Let us assume we are trying to minimize the total cost $$J(\mathbf{x}(t_0),\mathbf{u}(\tau ),t_0)=\Phi (\mathbf{x}(t_f))+{\int }_{t_0}^{t_f}l(\mathbf{x}(\tau ),\mathbf{u}(\tau ),\tau )d\tau .$$ of a continuous-time system's trajectory $\mathbf{x}(\tau )$, $\tau \in ⟨t_0,t_f⟩$ with dynamics in the form $$\dot{\mathbf{x}}(t)=\mathbf{f}(\mathbf{x}(t),\mathbf{u}(t),t),$$ starting from the state $\mathbf{x}(t_0)={\tilde{\mathbf{x}}}_0$.

The concept of the total cost can be generalized for any $t\in ⟨t_0,t_f⟩$ to a cost-to-go $$J(\mathbf{x}(t),\mathbf{u}(\tau ),t)=\Phi (\mathbf{x}(t_f))+{\int }_t^{t_f}l(\mathbf{x}(\tau ),\mathbf{u}(\tau ),\tau )d\tau ,$$ for which we may define a value function $$V(\mathbf{x}(t),t)=\underset{\mathbf{u}(\tau )}{\min }J(\mathbf{x}(t),\mathbf{u}(\tau ),t),$$ and optimal control policy $${\mathbf{u}}^{\ast }(\tau )=\underset{\mathbf{u}(\tau )}{\mathrm{argmin}}J(\mathbf{x}(t),\mathbf{u}(\tau ),t),\tau \in ⟨t,t_f)$$ the application of which results in the system following an optimal trajectory ${\mathbf{x}}^{\ast }(\tau )$, $\tau \in (t,t_f⟩$.

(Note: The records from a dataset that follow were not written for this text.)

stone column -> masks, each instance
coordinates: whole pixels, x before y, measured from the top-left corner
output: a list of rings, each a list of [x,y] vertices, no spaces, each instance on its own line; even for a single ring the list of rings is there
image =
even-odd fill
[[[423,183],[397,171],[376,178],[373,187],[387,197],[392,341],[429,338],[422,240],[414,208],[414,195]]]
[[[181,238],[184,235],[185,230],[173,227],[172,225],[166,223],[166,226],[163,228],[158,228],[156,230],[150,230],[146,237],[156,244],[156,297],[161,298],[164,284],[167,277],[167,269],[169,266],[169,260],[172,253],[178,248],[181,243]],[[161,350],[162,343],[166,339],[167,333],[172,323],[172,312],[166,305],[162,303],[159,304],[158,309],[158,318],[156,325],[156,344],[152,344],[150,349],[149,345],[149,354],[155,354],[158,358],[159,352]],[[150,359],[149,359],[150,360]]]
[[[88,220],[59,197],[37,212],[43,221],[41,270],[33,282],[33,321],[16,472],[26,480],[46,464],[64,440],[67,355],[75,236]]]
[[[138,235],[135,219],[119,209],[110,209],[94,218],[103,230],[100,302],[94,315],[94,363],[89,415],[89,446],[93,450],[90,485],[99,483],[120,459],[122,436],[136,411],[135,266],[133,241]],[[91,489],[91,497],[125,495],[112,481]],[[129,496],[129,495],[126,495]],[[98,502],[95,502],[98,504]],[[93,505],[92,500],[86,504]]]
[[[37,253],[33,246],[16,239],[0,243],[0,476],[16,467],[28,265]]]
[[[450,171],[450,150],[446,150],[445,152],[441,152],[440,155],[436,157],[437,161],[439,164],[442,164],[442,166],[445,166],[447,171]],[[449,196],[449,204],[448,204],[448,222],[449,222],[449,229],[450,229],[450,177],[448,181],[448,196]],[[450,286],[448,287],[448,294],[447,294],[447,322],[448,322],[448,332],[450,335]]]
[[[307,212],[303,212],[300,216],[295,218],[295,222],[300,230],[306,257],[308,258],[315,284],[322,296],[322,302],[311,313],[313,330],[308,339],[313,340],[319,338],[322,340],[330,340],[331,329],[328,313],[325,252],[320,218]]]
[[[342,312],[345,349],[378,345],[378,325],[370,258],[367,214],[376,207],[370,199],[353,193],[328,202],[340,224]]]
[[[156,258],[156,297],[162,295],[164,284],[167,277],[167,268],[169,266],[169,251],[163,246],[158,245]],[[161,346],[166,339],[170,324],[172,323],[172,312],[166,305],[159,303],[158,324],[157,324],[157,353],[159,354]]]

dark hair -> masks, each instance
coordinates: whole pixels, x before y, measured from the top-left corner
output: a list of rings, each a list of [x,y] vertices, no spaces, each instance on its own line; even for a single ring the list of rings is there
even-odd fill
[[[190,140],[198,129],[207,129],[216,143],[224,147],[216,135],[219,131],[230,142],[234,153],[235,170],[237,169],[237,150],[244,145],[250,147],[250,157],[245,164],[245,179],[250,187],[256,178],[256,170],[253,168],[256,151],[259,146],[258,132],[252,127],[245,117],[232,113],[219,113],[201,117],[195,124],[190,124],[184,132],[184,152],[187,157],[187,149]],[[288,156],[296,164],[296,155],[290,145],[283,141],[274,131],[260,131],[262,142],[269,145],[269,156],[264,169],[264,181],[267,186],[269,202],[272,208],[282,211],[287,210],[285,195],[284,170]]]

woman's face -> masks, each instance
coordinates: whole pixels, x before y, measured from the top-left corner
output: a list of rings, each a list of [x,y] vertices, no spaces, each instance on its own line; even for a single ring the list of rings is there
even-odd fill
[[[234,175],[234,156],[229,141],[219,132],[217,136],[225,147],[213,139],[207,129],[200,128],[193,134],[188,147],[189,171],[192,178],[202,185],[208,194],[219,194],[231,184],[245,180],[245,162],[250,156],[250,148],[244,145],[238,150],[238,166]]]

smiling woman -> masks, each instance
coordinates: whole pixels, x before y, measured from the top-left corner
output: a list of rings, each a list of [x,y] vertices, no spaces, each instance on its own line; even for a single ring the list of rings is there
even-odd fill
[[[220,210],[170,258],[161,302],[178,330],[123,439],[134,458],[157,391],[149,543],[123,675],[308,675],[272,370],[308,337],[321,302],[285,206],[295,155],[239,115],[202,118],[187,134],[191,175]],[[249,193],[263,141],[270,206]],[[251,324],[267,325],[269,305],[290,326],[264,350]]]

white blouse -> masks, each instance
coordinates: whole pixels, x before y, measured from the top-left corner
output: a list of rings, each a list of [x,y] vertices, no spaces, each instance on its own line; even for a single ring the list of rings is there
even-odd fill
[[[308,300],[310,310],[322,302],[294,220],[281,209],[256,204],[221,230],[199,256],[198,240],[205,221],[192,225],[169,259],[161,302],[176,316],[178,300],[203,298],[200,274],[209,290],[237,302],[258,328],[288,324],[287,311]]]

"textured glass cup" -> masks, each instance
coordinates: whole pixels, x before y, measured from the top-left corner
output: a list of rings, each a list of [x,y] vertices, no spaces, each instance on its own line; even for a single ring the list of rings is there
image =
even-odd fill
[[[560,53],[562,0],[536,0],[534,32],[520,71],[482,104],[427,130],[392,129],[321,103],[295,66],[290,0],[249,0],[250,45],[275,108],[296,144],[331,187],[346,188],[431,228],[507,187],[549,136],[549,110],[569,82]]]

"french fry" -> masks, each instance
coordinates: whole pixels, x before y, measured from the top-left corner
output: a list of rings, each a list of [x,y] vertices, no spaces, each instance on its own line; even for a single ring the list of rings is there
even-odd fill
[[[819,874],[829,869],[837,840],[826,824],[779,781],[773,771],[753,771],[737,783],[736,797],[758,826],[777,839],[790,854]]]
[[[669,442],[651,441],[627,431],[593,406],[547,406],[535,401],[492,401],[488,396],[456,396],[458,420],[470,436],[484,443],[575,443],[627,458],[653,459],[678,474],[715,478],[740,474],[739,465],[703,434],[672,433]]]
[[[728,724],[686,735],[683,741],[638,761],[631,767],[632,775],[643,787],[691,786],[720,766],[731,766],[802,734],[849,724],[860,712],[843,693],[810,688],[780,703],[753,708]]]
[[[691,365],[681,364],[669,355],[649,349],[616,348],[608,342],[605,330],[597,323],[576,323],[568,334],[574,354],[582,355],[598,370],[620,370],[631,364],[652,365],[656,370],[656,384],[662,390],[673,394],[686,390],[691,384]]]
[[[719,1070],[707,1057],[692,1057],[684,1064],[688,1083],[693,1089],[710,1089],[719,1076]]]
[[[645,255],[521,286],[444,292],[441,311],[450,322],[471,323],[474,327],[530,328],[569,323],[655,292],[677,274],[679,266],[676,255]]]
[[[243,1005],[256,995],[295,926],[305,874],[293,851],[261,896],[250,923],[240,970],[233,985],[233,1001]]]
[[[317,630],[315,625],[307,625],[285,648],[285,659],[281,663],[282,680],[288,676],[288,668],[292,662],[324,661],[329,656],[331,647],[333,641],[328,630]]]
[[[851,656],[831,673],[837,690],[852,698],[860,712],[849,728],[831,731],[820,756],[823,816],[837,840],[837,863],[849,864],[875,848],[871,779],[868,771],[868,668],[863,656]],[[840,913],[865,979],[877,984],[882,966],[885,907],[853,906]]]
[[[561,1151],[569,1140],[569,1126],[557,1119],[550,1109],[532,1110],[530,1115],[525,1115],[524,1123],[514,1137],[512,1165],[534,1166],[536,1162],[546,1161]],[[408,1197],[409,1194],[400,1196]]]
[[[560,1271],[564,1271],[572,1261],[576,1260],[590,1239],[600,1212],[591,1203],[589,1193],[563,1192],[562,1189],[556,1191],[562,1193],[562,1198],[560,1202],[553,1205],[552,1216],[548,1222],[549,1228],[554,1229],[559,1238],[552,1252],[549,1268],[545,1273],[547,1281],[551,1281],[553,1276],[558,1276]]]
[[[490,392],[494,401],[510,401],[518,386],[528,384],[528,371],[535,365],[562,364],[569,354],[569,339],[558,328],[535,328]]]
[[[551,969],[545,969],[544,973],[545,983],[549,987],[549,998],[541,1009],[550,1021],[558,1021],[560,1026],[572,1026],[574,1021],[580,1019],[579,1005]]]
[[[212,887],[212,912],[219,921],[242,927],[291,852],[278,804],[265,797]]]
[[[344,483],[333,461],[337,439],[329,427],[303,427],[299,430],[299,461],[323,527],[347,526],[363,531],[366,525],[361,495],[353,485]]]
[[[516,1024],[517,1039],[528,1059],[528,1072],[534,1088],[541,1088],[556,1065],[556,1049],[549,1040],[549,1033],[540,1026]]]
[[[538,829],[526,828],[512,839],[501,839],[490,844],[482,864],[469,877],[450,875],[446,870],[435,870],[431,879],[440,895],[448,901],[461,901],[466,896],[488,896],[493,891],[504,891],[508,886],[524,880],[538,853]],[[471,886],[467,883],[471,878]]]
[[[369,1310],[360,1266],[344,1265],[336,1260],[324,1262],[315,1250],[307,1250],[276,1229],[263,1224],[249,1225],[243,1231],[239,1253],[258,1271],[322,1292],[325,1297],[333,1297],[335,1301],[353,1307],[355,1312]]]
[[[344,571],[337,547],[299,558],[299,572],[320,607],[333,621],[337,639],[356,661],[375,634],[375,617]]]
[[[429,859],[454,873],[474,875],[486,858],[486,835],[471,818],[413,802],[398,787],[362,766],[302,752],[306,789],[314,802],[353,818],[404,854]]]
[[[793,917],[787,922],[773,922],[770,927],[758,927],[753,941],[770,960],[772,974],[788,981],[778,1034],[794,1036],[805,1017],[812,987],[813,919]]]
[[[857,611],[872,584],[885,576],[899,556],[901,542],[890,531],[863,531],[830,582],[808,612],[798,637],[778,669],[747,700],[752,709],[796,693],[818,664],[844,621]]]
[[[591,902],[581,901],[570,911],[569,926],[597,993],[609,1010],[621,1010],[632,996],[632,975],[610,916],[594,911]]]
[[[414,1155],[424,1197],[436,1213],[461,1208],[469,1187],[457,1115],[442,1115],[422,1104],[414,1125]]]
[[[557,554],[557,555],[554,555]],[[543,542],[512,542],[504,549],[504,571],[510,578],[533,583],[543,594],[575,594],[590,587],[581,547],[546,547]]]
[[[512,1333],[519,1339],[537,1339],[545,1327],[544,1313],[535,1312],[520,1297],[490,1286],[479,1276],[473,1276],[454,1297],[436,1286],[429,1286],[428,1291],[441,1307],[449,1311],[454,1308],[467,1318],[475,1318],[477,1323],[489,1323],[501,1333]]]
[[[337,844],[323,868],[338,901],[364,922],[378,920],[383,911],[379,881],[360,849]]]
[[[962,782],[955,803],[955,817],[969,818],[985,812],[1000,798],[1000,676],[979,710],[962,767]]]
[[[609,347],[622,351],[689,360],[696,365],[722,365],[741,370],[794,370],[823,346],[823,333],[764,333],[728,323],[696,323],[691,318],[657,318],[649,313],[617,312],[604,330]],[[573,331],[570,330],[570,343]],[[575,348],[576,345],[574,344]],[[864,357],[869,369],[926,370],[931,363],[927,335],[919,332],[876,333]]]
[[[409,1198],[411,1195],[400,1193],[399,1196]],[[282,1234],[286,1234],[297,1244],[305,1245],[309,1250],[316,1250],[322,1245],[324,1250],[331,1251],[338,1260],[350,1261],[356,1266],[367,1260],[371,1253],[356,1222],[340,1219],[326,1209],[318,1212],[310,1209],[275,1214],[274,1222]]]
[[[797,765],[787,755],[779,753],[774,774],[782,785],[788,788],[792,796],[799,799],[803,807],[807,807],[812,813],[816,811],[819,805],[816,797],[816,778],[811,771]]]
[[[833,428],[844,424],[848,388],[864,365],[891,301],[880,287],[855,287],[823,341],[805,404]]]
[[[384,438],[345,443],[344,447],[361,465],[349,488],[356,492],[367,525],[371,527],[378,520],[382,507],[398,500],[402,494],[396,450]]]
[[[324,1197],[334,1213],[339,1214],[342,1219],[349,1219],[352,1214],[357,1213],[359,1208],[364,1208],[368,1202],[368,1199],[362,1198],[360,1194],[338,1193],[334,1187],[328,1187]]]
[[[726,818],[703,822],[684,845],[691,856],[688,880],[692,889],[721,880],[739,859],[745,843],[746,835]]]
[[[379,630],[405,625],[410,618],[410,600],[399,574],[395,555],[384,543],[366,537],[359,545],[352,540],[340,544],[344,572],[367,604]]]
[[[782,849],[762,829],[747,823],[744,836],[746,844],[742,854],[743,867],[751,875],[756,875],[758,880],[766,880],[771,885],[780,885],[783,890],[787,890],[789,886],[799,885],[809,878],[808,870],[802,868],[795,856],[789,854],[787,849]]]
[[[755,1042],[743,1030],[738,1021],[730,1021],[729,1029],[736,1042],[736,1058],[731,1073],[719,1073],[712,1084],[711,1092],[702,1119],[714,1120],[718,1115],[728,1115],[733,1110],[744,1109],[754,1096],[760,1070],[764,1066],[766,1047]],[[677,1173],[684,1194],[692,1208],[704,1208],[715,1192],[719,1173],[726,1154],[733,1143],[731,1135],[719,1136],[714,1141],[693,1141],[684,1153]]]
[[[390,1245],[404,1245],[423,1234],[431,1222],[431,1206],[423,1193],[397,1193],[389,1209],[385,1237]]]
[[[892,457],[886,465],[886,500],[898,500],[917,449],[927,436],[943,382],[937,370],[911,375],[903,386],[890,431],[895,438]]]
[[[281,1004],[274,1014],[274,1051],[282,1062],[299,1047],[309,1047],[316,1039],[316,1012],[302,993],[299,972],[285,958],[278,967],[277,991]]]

For the previously defined value function the Hamilton-Jacobi-Bellman (HJB) equation can be derived¹ as $$-\frac{\partial V}{\partial t}(\mathbf{x}(t),t)=\underset{\mathbf{u}(t)}{\min }\left(l(\mathbf{x}(t),\mathbf{u}(t),t)+{\left(\frac{\partial V}{\partial \mathbf{x}}\right)}^{\top }(\mathbf{x}(t),t)\mathbf{f}(\mathbf{x}(t),\mathbf{u}(t),t)\right).$$